Rather than feeling like I can’t keep fighting.
Joking and laughing is only skin deep.
If I am wounded then my mind does creep.
Fog descends clouding my equilibrium.
Hate that is all it takes to screw with my hard won freedom.

One slip up and I drop like a bomb.
Not sure where these problems stem from.
Is it genetic or am I cursed?
Whatever the reason I don’t want to burst.

If only I was harder than reinforced steel.
That way I could reflect what I didn’t want to feel.
Hold my head up and continue to smile.
Not feel as if I’m about to collapse into a pile.
Crumple like paper out in a storm.
Pretty sure this is not considered to be the norm.

One slip up and I drop like a bomb.
Not sure where these problems stem from.
Is it genetic or am I cursed?
Whatever the reason I don’t want to burst.

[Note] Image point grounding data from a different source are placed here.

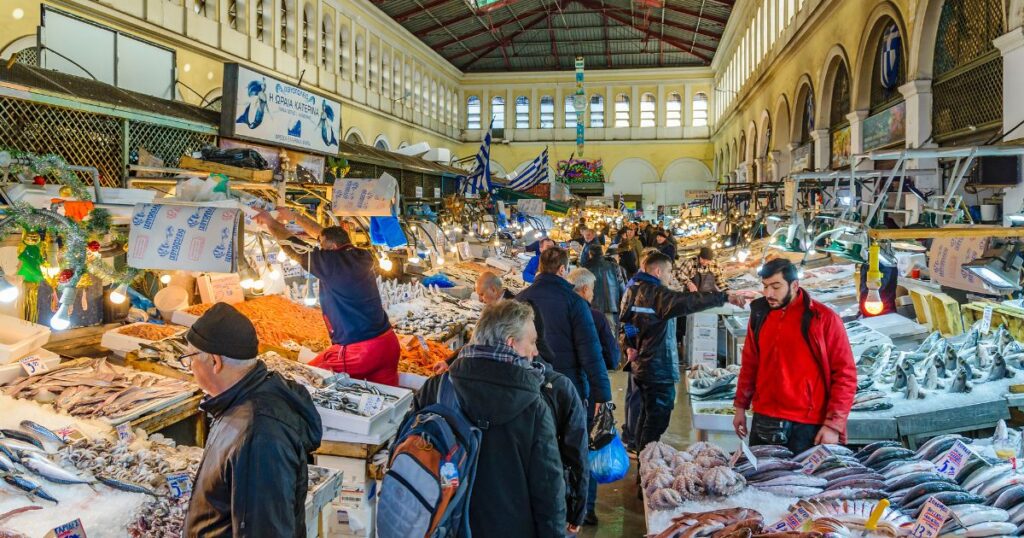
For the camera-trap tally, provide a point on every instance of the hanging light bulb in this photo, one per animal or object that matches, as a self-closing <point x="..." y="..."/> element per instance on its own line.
<point x="119" y="294"/>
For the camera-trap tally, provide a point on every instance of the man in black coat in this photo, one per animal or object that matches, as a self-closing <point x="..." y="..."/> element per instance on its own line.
<point x="519" y="490"/>
<point x="648" y="318"/>
<point x="253" y="479"/>
<point x="568" y="329"/>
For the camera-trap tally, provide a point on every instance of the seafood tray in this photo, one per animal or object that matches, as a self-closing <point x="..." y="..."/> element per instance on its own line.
<point x="318" y="497"/>
<point x="19" y="337"/>
<point x="122" y="343"/>
<point x="392" y="412"/>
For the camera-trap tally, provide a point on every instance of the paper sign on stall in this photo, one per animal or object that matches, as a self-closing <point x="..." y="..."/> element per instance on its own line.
<point x="184" y="238"/>
<point x="363" y="197"/>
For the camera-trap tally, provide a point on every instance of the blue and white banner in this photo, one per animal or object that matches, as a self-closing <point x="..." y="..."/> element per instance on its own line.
<point x="890" y="56"/>
<point x="260" y="108"/>
<point x="534" y="174"/>
<point x="479" y="179"/>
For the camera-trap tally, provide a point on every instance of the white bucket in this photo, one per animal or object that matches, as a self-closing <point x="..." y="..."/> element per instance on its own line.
<point x="169" y="299"/>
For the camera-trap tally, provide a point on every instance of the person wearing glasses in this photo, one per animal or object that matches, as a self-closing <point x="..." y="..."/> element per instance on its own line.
<point x="253" y="479"/>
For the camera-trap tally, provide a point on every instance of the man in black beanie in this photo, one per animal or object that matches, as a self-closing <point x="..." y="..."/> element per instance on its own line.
<point x="253" y="479"/>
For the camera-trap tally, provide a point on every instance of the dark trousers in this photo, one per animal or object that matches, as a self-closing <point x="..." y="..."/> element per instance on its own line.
<point x="795" y="436"/>
<point x="656" y="401"/>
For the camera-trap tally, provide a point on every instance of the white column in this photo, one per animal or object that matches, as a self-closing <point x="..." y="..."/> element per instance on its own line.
<point x="822" y="149"/>
<point x="918" y="94"/>
<point x="1012" y="47"/>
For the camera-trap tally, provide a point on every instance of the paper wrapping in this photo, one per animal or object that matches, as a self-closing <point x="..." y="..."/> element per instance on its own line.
<point x="185" y="238"/>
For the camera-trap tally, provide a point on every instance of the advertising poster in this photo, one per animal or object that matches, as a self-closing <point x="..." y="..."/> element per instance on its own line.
<point x="257" y="107"/>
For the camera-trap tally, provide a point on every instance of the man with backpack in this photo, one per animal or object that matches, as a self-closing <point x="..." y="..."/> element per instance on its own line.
<point x="509" y="482"/>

One day I might also go boom.
Destroy everything in the same room.
Wreak devastation of magnitude untold.
All because I did completely and utterly fold.

Fight like a demon but can’t make it through.
Still these thoughts are cutting me in two.
Digging in deep until my confidence is null.
If only I could stop this darkening pull.
Force myself to believe I am but a man.
And that mistales are not the end of everything.

One slip up and I drop like a bomb.
Not sure where these problems stem from.
Is it genetic or am I cursed?
Whatever the reason I don’t want to burst.